Un budget historique par ses dimensions et ses controverses

Le parcours législatif de la loi de finances pour l'année 2026 restera dans les annales de la Ve République comme un épisode particulièrement tumultueux. Avec près de 25 000 amendements déposés, des centaines d'heures de discussions parlementaires et un retard de plus de cinquante jours sur le calendrier habituel, ce texte a été validé presque intégralement par le Conseil constitutionnel le jeudi 19 février, avant d'être promulgué le vendredi 20 février.

Un processus démocratique mis à rude épreuve

Ce budget se distingue comme le plus longuement débattu, le plus amendé et le plus en retard de toute l'histoire de la Ve République.
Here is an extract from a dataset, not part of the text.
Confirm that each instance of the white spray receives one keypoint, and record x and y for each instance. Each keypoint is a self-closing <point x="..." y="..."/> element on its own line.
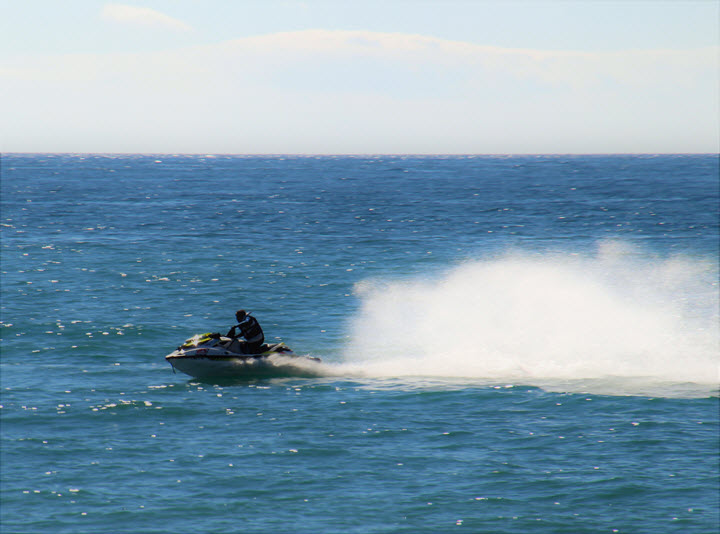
<point x="531" y="318"/>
Le résultat final est jugé unanimement décevant par les observateurs politiques, beaucoup d'élus ayant qualifié cette séquence de naufrage démocratique. Lors de son dernier examen en commission à l'Assemblée nationale, le texte a été rejeté sans recueillir une seule voix favorable, y compris parmi les députés censés le défendre qui se sont majoritairement abstenus.

Le recours controversé à l'article 49.3

Contrairement aux engagements initiaux du gouvernement, l'adoption n'a pu être obtenue que par le recours à l'article 49.3 de la Constitution, permettant de faire passer le texte sans vote direct des parlementaires. Cette décision a ajouté une couche supplémentaire de polémique à un processus déjà extrêmement tendu.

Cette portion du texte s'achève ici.